August 21, 2009|By Jeff Barker | Jeff Barker,jeff.barker@baltsun.com

COLLEGE PARK -- Maryland coach Ralph Friedgen is devising a strategy to try to help his players adjust to the three-hour time difference they will encounter in their opening game at California on the evening of Sept. 5.

The game starts at 7 p.m. - or 10 p.m. in the East.

Friedgen wants the team to travel to California on the Thursday night before the game. He wants his players tired when they arrive so they sleep through their first night in the different time zone.

"I'd like to get there about [midnight] our time," Friedgen said Thursday. "I'd rather have them a little bit tired when I get there. I'm trying to prevent them from getting up at 4 o'clock in the morning, which is what I do when I go out to the West Coast."

Last year, Cal players were asked repeatedly by the media whether their cross-country trip to play at Maryland left them with jet lag. The noon start came as they would normally be finishing breakfast on the West Coast.

Cal played the first half as if it had missed a wake-up call, falling behind early and losing, 35-27.

Scrimmage spotlight

Maryland held a closed scrimmage Thursday inside Byrd Stadium. The Terps have another scrimmage Saturday.

The coaches like scrimmages because they get the players thinking about doing things on the fly - as in a game.

"You've got to deal with tempo, you've got to deal with no-huddle and substitutions," defensive coordinator Don Brown said. "In some respects, it's more difficult because you never rest."

Among those making standout plays, according to the coaches, were running back Gary Douglas, who broke a long run; receiver Emani Lee-Odai, who caught a touchdown pass; and kicker Mike Barbour.

Barbour "upped his stock" and "kicked off better than I thought he would against the wind," Friedgen said.

Tate stepping up

A little more than a year ago, Kenny Tate was a receiver from DeMatha entering his freshman season at Maryland. Today, he's a safety.

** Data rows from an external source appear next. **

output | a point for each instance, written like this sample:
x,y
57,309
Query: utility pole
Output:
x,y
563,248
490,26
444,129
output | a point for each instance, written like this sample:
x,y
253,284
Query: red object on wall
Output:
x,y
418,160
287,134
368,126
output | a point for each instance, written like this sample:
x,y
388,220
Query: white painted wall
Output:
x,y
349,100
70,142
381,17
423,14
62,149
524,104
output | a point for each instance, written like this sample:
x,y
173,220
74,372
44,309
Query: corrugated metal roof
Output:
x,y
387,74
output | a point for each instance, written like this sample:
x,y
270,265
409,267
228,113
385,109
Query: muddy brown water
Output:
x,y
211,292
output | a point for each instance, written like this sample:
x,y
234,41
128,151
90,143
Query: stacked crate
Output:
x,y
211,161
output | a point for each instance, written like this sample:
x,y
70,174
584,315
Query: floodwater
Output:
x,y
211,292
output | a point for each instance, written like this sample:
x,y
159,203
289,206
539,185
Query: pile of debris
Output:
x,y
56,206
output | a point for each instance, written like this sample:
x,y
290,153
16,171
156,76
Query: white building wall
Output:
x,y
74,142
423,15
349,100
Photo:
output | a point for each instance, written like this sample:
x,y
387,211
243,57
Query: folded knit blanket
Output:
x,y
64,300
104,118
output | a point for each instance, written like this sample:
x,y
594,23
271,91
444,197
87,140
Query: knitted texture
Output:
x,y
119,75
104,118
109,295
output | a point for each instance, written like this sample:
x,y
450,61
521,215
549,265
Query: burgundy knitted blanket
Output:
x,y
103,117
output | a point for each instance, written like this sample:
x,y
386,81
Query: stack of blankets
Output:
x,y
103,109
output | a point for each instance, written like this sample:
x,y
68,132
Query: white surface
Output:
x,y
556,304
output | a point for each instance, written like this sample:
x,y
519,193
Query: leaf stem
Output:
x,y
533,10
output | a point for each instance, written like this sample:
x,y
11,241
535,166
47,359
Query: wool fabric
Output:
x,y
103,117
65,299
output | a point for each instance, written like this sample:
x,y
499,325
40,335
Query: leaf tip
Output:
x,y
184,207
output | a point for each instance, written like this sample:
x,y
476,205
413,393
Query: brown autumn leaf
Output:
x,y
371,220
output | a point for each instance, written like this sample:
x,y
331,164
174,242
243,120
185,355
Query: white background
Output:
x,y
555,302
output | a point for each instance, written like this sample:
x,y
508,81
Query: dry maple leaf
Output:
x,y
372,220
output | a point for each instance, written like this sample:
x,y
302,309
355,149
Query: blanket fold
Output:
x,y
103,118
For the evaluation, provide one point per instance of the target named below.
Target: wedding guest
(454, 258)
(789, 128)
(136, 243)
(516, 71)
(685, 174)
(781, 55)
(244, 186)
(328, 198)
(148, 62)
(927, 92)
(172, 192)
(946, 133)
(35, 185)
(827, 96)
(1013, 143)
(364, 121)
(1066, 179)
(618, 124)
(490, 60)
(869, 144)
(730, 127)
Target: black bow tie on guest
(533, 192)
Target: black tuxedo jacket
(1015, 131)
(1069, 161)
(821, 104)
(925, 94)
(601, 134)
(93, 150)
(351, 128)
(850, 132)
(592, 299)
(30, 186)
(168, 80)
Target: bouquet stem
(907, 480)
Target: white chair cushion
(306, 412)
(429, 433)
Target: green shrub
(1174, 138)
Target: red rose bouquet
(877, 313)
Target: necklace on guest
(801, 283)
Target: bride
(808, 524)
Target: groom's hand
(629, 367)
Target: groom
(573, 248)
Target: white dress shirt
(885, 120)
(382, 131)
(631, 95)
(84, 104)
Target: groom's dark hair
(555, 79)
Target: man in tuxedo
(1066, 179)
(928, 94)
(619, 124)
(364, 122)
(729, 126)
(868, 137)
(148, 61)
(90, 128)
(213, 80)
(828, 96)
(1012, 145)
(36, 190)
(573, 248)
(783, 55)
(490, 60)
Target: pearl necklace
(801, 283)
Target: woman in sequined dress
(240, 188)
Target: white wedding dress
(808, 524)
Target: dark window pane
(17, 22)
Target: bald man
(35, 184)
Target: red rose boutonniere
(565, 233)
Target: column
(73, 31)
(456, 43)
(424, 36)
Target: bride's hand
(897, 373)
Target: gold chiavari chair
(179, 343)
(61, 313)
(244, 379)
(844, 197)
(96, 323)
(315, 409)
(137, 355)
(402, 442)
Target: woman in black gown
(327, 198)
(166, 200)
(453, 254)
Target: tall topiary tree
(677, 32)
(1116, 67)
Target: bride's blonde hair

Coaches, who moved the 6-foot-4 Tate because Maryland needed help in the secondary, say he has learned his position diligently and has gotten bigger and stronger.

As much as they have been of any player in preseason camp, coaches are effusive in their praise of Tate, who made his first interception in the Humanitarian Bowl to end the season.

Here is Friedgen on Tate: "He's a force right now. If he does in the games what he's doing now, he'll get a lot of honors."

QB of the future?

The good news for Maryland at quarterback is that senior Chris Turner has experience and poise.

But behind Turner? There's some uncertainty.

Redshirt sophomore Jamarr Robinson, who didn't throw a pass in a game last season, got a lot of snaps in Thursday's scrimmage.

Would he be ready for game action?

"Jamarr did some good things and made some plays," Friedgen said. "Some mental things - game management things - he's got to get better at."